Although the federal Protecting Tenants in Foreclosure Act expired December 31, 2014, Florida has adopted its own permanent, albeit, limited version. Effective June 2, 2015, newly enacted Florida Statute 83.561 offers limited protections to tenants in Florida foreclosed homes.
Similar to the expired federal act, there are very strict requirements to receive these protections, including: the tenant must occupy the residential premises under a valid arm’s length transaction rental agreement; the rental agreement cannot be significantly below market value; and the tenant may not be the mortgagor in the subject foreclosure or the child, spouse, or parent of the mortgagor in the subject foreclosure.
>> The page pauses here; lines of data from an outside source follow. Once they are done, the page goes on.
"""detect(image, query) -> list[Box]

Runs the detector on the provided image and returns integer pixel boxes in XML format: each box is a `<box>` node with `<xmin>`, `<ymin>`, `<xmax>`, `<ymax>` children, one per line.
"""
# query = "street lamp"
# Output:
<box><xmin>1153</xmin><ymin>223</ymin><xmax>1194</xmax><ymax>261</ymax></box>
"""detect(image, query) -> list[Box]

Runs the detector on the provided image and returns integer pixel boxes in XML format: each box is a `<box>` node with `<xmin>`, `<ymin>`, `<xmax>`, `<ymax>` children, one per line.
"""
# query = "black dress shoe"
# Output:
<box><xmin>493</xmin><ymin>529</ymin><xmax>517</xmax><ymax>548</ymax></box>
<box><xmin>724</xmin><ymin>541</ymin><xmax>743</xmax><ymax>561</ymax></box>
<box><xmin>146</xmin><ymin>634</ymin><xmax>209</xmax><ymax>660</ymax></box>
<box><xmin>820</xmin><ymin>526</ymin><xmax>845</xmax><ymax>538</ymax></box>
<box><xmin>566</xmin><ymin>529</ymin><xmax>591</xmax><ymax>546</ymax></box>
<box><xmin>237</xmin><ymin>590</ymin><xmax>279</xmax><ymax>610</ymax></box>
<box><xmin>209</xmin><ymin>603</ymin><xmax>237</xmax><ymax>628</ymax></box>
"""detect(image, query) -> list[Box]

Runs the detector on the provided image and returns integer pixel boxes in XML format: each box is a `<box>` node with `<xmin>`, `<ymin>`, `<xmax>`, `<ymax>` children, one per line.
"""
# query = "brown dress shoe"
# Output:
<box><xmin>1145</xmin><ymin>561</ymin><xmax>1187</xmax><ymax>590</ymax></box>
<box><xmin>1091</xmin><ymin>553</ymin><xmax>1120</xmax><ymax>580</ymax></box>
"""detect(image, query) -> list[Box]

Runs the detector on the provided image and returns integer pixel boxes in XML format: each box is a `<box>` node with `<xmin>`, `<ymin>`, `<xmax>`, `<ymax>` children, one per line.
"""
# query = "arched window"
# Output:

However, unlike the expired federal act, a new purchaser, including a community association, can terminate the tenancy even if they do not intend to occupy the property by serving a 30 day notice of termination. The 30-day notice of termination must be in substantially the following form:
NOTICE TO TENANT OF TERMINATION
You are hereby notified that your rental agreement is terminated on the date of delivery of this notice, that your occupancy is terminated 30 days following the date of the delivery of this notice, and that I demand possession of the premises on …(date)…. If you do not vacate the premises by that date, I will ask the court for an order allowing me to remove you and your belongings from the premises. You are obligated to pay rent during the 30-day period for any amount that might accrue during that period. Your rent must be delivered to … (landlord’s name and address)….
If the tenant fails to voluntarily vacate after termination, the purchaser at the foreclosure sale may apply to the court for a writ of possession based upon a sworn affidavit that the 30-day notice of termination was delivered to the tenant and the tenant has failed to vacate the premises at the conclusion of the 30-day period. If the court awards a writ of possession, the writ must be served on the tenant.
Clearly, this law is not intended to allow tenants in foreclosed homes to complete the lease term, but instead give them a 30 day window to make alternate living arrangements. Both tenants of foreclosed properties and purchasers at foreclosure sales will need to review the statute carefully to understand their rights and obligations therein.